Enabling the Next Wireless Generation
By Erik Gronvall
For years, mobile network operators (MNOs) have tried to deploy small cells to boost coverage and increase capacity. Deployments are limited because of the costs and MNOs end up going back to the macro site to increase capacity. The cost issues involve power, backhaul and location; however, with 5G, there is now a need to move to a more densified network and cable operators have all the components available to help MNOs deploy these networks.
MNOs are facing a key problem as it relates to operating the wireless network. The amount of data provided has continued to grow at an exponential rate while the average amount paid for wireless access has only increased slightly. This drives a need to increase efficiency in deploying wireless services. There are three main challenges in deploying a cell site: power, backhaul, and site acquisition.
Each of these has hindered the widespread use of small cells in the past and a more economical solution found for 5G to succeed in the future.
Power
Wireless network planners have traditionally used grid power from the local utilities to power their network infrastructure. When deploying macro sites, one may assume that grid power will be available at the pole or tower. To access this power, the telco receives a permit from the utility to deliver power to each site.
Cost and time-to-market issues associated with large, ultra-dense small cell deployments taking place in cities and suburbs make the grid power approach impractical. Telcos might not have the manpower for all the deployments and it might take years to acquire the necessary permits. Also, with telcos paying between $5,000 and $15,000 per cell in small deployments, they will not spend that much when they must deploy small cells in the thousands.
Another issue with power is how to deliver it. For more than four decades, the cable television industry has used coaxial cable. This same coaxial cable that is used to transmit a television signal or connect to the Internet is also used to transmit power to cable network equipment. The same coaxial cable can also be an efficient method to deliver power to new small cell deployments. In fact, up to 90 volts AC and 15 amps can be carried on the coaxial cable. This can provide some serious CapEx and OpEx savings to the telco because it can be used as a conduit for delivering power with optical fiber being used as the backhaul/fronthaul media.
The need to solve the power delivery problem for small cells is real, to the point where new, innovative systems are being developed to meet the demand. These include higher voltage, higher power delivery systems that make use of new, higher-gauge copper conductor installation or a daisy chained solution. All are designed with safety in mind.
Backhaul
The new centralized cloud radio access network (C-RAN) deployments bring different requirements on the backhaul network as the base band unit is being moved from the site to centralized locations. This cloud RAN creates three types of backhaul with different demands: fronthaul, midhaul, and backhaul.
While dark fiber can be used in each area and is often the preferred method for MNOs, other technologies can be leveraged with the hybrid fiber/coax network to provide front, mid, and backhaul to small cells. Wavelength division multiplexing (WDM) technology can be used to optimize the fiber used in front, mid, and backhaul. Cable operators are more familiar with WDMs and able to track the wavelengths better throughout their network. In some midhaul applications passive optical network (PON) or DOCSIS can be leveraged. Even more applications for backhaul can use PON or DOCSIS. The cable community has fiber and coax in appropriate places to be able to provide the connectivity to cell sites.
Site Acquisition
Cable operators have access to many of the poles and other sites; however, there are solutions that place radios and antennas on the top of poles. There are also smaller radios that are capable of being placed on the strand simplifying the deployment process further. In locations where the plant is underground, other solutions can be leveraged to provide the vertical height for mounting antennas. Considerations include integrated light poles and active equipment cabinets. Either way, the cable community has vast experience in working with municipalities in siting equipment in the outside plant.
The drive to 5G is underway and the networks operated by the cable community contain advantages in deploying small cells for the 5G and 4G densification. The challenges in deploying small cells can be solved by using existing plant provided by the cable community.
Erik Gronvall is Vice President of Service Provider Strategy and Network Architecture for the Americas for CommScope.
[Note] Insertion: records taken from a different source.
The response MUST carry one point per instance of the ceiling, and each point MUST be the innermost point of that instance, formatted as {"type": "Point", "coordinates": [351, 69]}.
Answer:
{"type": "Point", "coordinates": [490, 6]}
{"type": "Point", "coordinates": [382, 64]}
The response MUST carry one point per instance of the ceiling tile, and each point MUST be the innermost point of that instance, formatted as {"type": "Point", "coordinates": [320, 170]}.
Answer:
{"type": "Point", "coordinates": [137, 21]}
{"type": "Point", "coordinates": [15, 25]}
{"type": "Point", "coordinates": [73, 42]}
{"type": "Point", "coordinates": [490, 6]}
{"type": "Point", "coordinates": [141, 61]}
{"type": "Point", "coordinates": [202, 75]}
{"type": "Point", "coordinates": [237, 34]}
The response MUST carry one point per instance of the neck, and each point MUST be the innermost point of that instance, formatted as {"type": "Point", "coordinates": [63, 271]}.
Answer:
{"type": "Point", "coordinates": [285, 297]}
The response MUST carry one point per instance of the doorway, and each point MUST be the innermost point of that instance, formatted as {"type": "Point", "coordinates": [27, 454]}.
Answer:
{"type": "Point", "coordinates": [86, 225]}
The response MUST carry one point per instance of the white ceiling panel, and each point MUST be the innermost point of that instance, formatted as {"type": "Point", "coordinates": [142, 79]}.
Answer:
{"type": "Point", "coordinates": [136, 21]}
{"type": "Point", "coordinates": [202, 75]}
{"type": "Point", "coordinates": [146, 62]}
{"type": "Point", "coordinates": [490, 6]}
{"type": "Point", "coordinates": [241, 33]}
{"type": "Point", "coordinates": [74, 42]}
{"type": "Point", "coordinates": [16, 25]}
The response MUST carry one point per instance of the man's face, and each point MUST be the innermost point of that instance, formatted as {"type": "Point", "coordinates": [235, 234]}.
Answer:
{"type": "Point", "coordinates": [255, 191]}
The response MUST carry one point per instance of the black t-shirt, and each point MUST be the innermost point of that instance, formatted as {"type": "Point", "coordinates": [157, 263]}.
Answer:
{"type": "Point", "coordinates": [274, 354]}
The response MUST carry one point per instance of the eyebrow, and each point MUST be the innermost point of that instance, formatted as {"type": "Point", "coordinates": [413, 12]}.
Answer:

Erik joined CommScope through the acquisition of TE Connectivity’s Broadband Network Solutions (BNS) businesses in August of 2015. Collectively, Erik has served TE and ADC for more than 10 years – leading product strategy, design and development for inside and outside plant connectivity solutions. Erik holds multiple patents on network architectures and product designs and provides regular consultation to customers on outside plant connectivity requirements. Erik holds a Bachelor of Science degree in chemical engineering from the University of Minnesota and an MBA at the University of St. Thomas.